Back in the Jan. '09 Shop Talk, I listed a few of my personal misadventures and even inquired about a few of your own. I have to say, all of the emails were great. Most made us laugh, while a few made us cringe from the descriptive details. Here are a few we've selected to share with everyone, and if you included your address, expect your CHP plate in the mail shortly. The rest of you, keep them coming.
I was working on a '64 Chevelle with me on a creeper, and the front end of the car lifted up on axle stands. When I was under there, I noticed that the steering linkage was hitting the oil pan when the steering wheel was turned hard to the right. The oil pan had an indentation that had almost worn through the metal. At the time, I figured that I should be able to just touch that spot with the MIG welder and build it up so that it wouldn't leak.
I disconnected the negative from the battery and grounded out the MIG welder. I no sooner touched the welding tip to the oil pan when a loud and violent explosion took place. Obviously I was terrified, figuring I had blown up the motor. When I crawled out from under the car, the first thing I noticed was that both the valve cover breathers were missing, including the dipstick. Since the hood of the car was up, these pieces obviously went flying somewhere, but where? Turns out the valve cover breathers hit the hood. I was lucky on one side because it hit the framework on the underside of the hood. However, the driver-side valve cover breather put a major dent in the surface of the hood. I later found the valve cover breathers in different locations on the shop floor, but I still wasn't sure what happened to the dipstick. After looking everywhere for it, I found it embedded in the drywall at the other side of the shop.
Thankfully no one was standing looking into that engine bay when I did the welding. I guess that the gas/oil fumes that were in the crankcase exploded when the MIG wire heated the oil pan metal. Other than the dent in the hood, the car wasn't damaged and that dent is still in the hood. Of course, the story gets retold every time someone asks about the dent. Thanks for a great magazine. I have been a subscriber for many years now.
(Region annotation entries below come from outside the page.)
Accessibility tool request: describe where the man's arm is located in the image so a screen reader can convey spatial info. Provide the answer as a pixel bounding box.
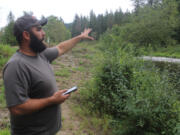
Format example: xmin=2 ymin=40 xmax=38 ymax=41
xmin=56 ymin=29 xmax=94 ymax=56
xmin=9 ymin=90 xmax=70 ymax=115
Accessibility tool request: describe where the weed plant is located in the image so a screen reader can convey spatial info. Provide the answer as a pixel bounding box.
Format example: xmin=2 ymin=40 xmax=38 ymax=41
xmin=81 ymin=42 xmax=180 ymax=135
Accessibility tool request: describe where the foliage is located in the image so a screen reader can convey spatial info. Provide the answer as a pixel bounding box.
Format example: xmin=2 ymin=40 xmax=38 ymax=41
xmin=0 ymin=12 xmax=17 ymax=46
xmin=44 ymin=16 xmax=70 ymax=44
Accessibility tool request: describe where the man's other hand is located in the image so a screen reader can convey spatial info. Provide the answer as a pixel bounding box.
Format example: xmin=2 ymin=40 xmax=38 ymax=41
xmin=80 ymin=28 xmax=94 ymax=40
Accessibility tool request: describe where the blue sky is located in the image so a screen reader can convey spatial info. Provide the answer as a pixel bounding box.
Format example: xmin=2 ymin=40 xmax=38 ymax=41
xmin=0 ymin=0 xmax=133 ymax=28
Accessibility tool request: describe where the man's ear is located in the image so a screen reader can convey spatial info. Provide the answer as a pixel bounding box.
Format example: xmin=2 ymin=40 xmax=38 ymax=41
xmin=22 ymin=31 xmax=30 ymax=40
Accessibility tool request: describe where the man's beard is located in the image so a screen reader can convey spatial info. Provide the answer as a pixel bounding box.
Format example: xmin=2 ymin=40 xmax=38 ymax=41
xmin=29 ymin=32 xmax=47 ymax=53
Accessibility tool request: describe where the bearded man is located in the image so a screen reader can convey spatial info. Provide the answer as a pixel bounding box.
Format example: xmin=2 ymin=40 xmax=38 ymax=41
xmin=3 ymin=14 xmax=93 ymax=135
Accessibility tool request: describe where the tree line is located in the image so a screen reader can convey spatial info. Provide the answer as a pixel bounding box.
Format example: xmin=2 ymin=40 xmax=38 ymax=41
xmin=70 ymin=0 xmax=180 ymax=48
xmin=0 ymin=0 xmax=180 ymax=48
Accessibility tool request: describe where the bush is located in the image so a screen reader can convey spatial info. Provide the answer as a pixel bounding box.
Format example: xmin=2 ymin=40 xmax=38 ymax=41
xmin=81 ymin=47 xmax=179 ymax=135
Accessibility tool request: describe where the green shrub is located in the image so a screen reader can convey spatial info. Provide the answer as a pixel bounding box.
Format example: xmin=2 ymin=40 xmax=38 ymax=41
xmin=81 ymin=47 xmax=179 ymax=135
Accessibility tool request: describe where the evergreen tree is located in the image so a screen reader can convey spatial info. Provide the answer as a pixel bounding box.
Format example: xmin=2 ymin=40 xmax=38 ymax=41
xmin=0 ymin=11 xmax=17 ymax=46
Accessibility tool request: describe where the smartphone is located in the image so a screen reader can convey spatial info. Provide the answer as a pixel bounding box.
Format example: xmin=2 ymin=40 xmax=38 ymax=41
xmin=63 ymin=86 xmax=77 ymax=95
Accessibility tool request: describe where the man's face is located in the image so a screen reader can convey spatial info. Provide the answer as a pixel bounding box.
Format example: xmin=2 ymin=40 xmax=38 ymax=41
xmin=29 ymin=26 xmax=46 ymax=53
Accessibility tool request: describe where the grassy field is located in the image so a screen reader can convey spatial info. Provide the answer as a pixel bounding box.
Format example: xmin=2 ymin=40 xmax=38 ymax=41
xmin=146 ymin=45 xmax=180 ymax=58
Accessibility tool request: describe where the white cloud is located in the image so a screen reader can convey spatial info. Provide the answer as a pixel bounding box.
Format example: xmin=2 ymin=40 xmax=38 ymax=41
xmin=0 ymin=0 xmax=133 ymax=27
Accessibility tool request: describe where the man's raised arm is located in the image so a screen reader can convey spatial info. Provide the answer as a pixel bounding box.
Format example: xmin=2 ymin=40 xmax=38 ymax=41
xmin=56 ymin=28 xmax=94 ymax=56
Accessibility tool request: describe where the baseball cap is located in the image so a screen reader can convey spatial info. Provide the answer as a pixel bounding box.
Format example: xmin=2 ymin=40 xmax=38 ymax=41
xmin=14 ymin=14 xmax=48 ymax=36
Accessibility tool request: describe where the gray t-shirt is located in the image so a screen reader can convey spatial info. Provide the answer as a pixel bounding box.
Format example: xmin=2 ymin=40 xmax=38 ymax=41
xmin=3 ymin=47 xmax=61 ymax=135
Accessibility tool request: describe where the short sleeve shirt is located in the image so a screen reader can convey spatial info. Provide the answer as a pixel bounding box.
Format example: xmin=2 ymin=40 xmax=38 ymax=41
xmin=3 ymin=47 xmax=61 ymax=135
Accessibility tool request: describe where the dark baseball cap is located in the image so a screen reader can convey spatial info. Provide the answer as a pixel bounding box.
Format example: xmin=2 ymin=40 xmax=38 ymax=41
xmin=14 ymin=14 xmax=48 ymax=36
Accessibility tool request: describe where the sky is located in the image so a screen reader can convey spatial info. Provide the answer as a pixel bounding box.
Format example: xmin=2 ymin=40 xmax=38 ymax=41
xmin=0 ymin=0 xmax=133 ymax=28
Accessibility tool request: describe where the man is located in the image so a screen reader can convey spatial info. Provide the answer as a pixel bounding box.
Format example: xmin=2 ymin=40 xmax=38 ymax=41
xmin=3 ymin=15 xmax=93 ymax=135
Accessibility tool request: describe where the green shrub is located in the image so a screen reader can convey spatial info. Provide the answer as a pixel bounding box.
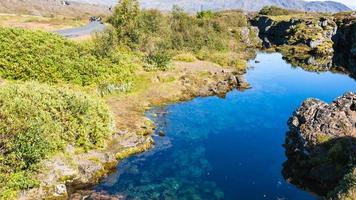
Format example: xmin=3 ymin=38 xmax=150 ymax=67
xmin=0 ymin=28 xmax=135 ymax=86
xmin=145 ymin=50 xmax=172 ymax=71
xmin=173 ymin=53 xmax=197 ymax=62
xmin=259 ymin=6 xmax=289 ymax=16
xmin=108 ymin=0 xmax=141 ymax=49
xmin=197 ymin=10 xmax=215 ymax=19
xmin=0 ymin=82 xmax=114 ymax=199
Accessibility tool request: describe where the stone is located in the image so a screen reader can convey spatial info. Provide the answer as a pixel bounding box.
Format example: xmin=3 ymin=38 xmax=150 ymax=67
xmin=282 ymin=92 xmax=356 ymax=196
xmin=54 ymin=184 xmax=67 ymax=196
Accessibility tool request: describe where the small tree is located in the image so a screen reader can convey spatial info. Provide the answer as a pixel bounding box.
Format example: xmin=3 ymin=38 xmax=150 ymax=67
xmin=109 ymin=0 xmax=140 ymax=48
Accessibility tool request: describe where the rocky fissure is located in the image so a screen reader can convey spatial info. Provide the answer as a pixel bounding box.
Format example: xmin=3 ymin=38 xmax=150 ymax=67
xmin=251 ymin=13 xmax=356 ymax=77
xmin=283 ymin=93 xmax=356 ymax=199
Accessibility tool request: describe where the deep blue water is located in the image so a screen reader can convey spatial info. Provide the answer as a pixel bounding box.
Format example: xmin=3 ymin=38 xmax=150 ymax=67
xmin=96 ymin=53 xmax=356 ymax=200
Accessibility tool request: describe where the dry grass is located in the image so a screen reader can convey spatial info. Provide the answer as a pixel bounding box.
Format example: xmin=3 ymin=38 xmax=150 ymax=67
xmin=0 ymin=13 xmax=87 ymax=31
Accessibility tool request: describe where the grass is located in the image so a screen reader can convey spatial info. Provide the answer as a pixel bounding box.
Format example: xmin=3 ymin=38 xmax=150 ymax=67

My first real car was an '85 Firebird. It started as a bare-bones 140hp 305 five-speed combo, and after a few years and a few combinations it was sporting a decent 357 SBC backed by a TH-400 with a nice loose converter. This was my college ride, and though it was rough and aging, it was a blast to drive! However, it suffered from a hard-to-trace drivability problem. The car ran great, but I could never seem to get the jetting quite right. It was equipped with an Edelbrock 750-cfm carb, and jetting changes necessitated removing the top of the carb to access the jets at the bottom of the float bowls.
One particular night at school around 11, I decided it was time to rejet the carb yet again. Unfortunately, the only light available was from a single bulb far up on a pole in front of my trailer (yes, us automotive students had some fantastic accommodations). I pulled the car directly under the light and got to work. Though the light was fairly dim, removing the eight screws that secured the top of the carb went quickly, and I proceeded to remove the small clip attached to the accelerator pump linkage.